Playwright (browser automation testing tool) example - fail the build on mixed content warnings

// scripts/mixed-content-check.ts
import { chromium } from 'playwright'

const urls = [
  'https://your-site.example/',
  'https://your-site.example/pricing',
  'https://your-site.example/blog'
]

let hadMixed = false

;(async () => {
  const browser = await chromium.launch()
  const ctx = await browser.newContext()
  const page = await ctx.newPage()
  page.on('console', (msg) => {
    if (msg.type() === 'warning' && /Mixed Content/i.test(msg.text())) {
      hadMixed = true
      console.warn(msg.text())
    }
  })
  for (const url of urls) {
    await page.goto(url, { waitUntil: 'networkidle' })
  }
  await browser.close()
  if (hadMixed) {
    console.error('Mixed content detected')
    process.exit(1)
  }
})()

Or run a quick search in CI to catch new http:// strings:

rg -n "http://" src/ content/ public/

Common pitfalls

  • Protocol‑relative URLs (//) pulling HTTP from legacy hosts
  • CSS files hiding HTTP font/image URLs
  • Hardcoded links in marketing tools or CMS blocks

Release checklist

  • DevTools shows no mixed content warnings on key pages
  • Sitemap, canonical, and OG image links are https
  • All third‑party embeds use documented https:// endpoints
  • Images, fonts, CSS, and JS load over https in the Network tab
  • Some automated mitigation attempt strategy in place, such as the upgrade-insecure-requests CSP directive

Conclusion

Replace HTTP links with HTTPS in the source - code, configuration, and content. Use CSP auto upgrade and CDN rewrites as temporary aids, not permanent fixes. Keep it clean with automated checks.

Next steps

Frequently asked questions

Q: Why does mixed content appear after enabling HTTPS?
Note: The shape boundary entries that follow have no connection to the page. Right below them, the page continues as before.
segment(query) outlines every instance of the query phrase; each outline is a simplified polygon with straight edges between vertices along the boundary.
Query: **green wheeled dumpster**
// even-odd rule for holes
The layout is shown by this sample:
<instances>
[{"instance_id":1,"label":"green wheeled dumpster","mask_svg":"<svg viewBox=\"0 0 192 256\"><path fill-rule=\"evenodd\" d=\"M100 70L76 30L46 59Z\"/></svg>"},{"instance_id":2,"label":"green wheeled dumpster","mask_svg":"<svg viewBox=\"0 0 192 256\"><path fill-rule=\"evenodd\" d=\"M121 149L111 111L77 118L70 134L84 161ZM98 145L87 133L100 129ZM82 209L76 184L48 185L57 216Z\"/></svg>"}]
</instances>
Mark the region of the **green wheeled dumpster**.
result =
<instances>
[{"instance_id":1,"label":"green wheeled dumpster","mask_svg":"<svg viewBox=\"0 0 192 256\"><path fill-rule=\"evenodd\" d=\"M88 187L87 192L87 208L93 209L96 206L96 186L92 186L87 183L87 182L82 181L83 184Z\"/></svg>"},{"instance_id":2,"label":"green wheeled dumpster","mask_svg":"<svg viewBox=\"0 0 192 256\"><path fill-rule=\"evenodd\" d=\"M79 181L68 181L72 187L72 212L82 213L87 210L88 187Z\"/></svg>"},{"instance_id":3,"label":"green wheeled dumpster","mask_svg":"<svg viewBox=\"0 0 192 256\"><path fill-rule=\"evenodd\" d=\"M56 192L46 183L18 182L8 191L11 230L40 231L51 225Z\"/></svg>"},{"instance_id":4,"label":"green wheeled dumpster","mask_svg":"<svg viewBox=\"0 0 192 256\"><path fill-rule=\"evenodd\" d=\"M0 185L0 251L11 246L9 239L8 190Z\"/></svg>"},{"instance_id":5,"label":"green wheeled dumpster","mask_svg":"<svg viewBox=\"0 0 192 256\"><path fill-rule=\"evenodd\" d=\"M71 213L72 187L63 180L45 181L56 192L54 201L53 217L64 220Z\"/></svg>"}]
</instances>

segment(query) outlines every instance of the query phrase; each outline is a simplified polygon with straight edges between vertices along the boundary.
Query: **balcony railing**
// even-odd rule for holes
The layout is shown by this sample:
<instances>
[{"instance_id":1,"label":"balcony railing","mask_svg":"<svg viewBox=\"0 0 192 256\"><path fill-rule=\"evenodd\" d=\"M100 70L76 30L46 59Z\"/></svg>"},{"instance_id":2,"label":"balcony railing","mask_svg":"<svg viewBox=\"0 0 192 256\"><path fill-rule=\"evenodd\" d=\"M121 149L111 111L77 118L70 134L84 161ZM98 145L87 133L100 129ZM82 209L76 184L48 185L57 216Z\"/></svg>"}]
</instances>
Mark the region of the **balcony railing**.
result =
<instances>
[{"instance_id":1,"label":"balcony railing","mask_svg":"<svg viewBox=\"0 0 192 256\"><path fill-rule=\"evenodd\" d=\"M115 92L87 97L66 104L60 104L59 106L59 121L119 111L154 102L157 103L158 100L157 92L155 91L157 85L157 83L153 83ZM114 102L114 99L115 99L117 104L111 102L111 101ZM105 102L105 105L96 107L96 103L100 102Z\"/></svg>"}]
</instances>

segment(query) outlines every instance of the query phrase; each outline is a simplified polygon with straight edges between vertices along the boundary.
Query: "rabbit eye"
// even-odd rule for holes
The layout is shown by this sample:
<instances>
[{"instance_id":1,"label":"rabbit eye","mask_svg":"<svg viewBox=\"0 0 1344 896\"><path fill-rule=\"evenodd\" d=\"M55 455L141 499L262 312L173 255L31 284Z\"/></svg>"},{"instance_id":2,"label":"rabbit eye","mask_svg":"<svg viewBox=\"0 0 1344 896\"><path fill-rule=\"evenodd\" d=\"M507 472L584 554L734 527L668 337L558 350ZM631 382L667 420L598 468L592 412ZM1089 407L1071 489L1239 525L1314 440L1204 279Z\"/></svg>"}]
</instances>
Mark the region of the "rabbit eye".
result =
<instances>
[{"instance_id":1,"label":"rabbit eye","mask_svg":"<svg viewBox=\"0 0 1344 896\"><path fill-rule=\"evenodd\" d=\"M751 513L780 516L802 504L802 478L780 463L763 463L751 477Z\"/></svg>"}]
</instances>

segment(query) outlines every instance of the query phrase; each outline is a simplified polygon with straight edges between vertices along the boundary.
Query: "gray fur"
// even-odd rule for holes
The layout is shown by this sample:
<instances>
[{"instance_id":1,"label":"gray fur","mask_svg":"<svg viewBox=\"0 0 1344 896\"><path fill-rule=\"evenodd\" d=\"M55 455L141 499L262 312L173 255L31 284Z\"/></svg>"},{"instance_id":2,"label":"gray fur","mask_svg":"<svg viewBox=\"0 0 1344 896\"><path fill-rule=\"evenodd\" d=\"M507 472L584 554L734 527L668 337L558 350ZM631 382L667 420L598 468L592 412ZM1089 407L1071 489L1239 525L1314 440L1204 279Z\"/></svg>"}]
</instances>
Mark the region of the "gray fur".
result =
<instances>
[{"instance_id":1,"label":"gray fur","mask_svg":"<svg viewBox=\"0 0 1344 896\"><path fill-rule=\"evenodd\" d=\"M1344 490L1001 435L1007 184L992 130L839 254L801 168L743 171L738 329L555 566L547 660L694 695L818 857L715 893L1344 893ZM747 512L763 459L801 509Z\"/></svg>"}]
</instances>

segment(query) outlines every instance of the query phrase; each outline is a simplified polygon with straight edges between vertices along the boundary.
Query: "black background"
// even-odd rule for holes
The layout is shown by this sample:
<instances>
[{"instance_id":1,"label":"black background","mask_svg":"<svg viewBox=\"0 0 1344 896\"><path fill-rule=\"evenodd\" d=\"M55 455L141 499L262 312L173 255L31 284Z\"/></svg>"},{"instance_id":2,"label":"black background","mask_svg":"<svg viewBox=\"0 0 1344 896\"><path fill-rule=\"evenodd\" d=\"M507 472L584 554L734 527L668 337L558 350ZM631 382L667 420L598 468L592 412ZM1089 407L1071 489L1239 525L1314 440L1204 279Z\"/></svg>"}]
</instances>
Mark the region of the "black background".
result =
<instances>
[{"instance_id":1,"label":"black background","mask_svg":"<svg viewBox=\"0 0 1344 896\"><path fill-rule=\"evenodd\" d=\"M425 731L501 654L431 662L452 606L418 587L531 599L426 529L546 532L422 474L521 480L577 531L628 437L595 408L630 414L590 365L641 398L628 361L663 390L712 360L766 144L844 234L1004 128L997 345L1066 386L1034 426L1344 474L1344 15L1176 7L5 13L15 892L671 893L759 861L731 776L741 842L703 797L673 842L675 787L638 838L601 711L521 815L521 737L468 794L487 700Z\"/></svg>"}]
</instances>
A: Legacy "http://" references in templates, CSS, or third-party embeds often remain after the HTTPS cutover. Update these to HTTPS or update to modern packages.

Q: Is upgrade-insecure-requests a permanent fix?

A: No. It’s a temporary bridge. Fix the sources to avoid surprises and maintain long-term security.

Q: Can my CDN fix mixed content for me?

A: CDN rewrites can help, but aim to correct code and content. Use rewrites only as a safety net.